Former Winter X Slopestyle champ Tom Wallisch earlier this winter.

Last week at Timberline, Ore., Tom Wallisch floated on a pair of all-white ski prototypes. He threw effortless cork 7s throughout the Windells lane and offered feedback on the new boards to Scott USA representatives, who will produce Wallisch's first pro model ski for 2012-2013. Slowed by injury last winter, the Pittsburg, Penn. native is looking to get back to top form in 2011-12. We caught up with Wallisch in between laps to talk about Olympic slopestyle, his new ski and finishing his business administration degree from the University of Utah.

What'd you come away with from testing skis?
I haven't really ridden a different ski in a few years so it was a weird thing to get to do. I don't really know what I want for a pro model ski but I have some ideas in my head now.
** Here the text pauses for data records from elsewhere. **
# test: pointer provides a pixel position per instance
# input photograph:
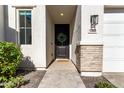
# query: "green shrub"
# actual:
(10, 58)
(15, 82)
(104, 85)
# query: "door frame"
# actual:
(68, 43)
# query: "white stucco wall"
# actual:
(76, 33)
(113, 58)
(50, 47)
(1, 23)
(87, 11)
(36, 52)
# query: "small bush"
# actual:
(104, 85)
(10, 58)
(15, 82)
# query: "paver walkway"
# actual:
(62, 74)
(116, 78)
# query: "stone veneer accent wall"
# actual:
(90, 57)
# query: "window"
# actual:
(25, 28)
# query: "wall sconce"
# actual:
(93, 22)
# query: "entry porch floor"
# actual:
(62, 74)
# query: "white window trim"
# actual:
(18, 30)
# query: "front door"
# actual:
(62, 40)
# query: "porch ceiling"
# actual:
(56, 10)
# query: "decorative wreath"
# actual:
(61, 37)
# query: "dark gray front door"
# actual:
(62, 40)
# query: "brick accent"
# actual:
(90, 57)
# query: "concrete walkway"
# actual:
(116, 78)
(62, 74)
It's awesome to try a couple of types of skis before making any sort of decision.

What'd you notice about the prototypes?
They were a lot different than the skis I've been riding (the Scott Jib Punisher). The skis I've been riding have a lot of sidecut, so they ride short. They are a fun ski to have on small park rails and jumps. But for bigger features, having a longer turning radius and not such a quick sidecut will make it easier and more stable on bigger jumps and they'll hold an edge better on an icy pipe or slopestyle course.

Courtesy of Scott

Wallisch testing Scott prototypes at Hood last week.

Do you feel like you digress a bit in the summer if you aren't skiing consistently?
The more time you take off -- you don't really lose anything, but you forget that feeling and you have to warm back into it. There's definitely a point where you can't just go back into it and throw your hardest tricks. It takes a few days or a few runs to remember how to use your skis and start doing tricks. But I've never had a problem figuring it out within a half day or a day if I haven't been on 'em in a while. It's all muscle memory. I try to spend as much time as possible on skis in the summer so winter is not awkward at all.
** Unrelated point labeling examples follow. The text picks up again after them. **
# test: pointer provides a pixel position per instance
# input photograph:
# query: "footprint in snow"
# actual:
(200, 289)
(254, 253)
What else do you have planned for the summer?
It's kind of up in the air. I'm going back to Park City for the week and then another week at Windells for Session 6. I may go to New Zealand for two weeks for the New Zealand Winter Games. I have another trip in September for filming and there's a competition put on by North Face, but school starts August 22, so I need to talk to my teachers.

What was your reaction to slopestyle being included in Olympics?
I was definitely stoked to hear that it was in, but I have mixed feelings at the same time. I never really wanted or pushed hard for the Olympics. I gave up on that when I was 12 to go jib in the park with my friends. I'm definitely excited for the possibility. Who wouldn't be? But I'm also fearful of what it will do to the judging of the sport and the process of the sport and the rules and disciplines that will make it less free and more controlled and regimented. It will be good as long as we can keep a hold of the purity of the sport. If athletes have input, the sport will stay true.
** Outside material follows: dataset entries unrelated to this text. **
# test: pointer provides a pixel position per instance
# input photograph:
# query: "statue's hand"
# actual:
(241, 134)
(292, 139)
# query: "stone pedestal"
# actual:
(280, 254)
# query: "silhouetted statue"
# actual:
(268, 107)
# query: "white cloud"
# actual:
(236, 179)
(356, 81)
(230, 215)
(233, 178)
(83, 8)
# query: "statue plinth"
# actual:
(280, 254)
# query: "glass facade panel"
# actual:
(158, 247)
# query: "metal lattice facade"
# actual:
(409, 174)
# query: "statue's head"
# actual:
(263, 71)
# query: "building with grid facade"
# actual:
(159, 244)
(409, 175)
What do you want to accomplish next season?
I'm hoping to stay injury free. I had to miss a month and a half last season and anytime you are off snow during the middle of the season, it's so frustrating. I want to get strong this fall and stay injury free and ski as much as I can. I want to up the amount of podium counts and get on more film trips and expand film segments and get back to where I was two years ago. I want to work as hard as can and get out on snow and just have fun with it. That's what it's all about.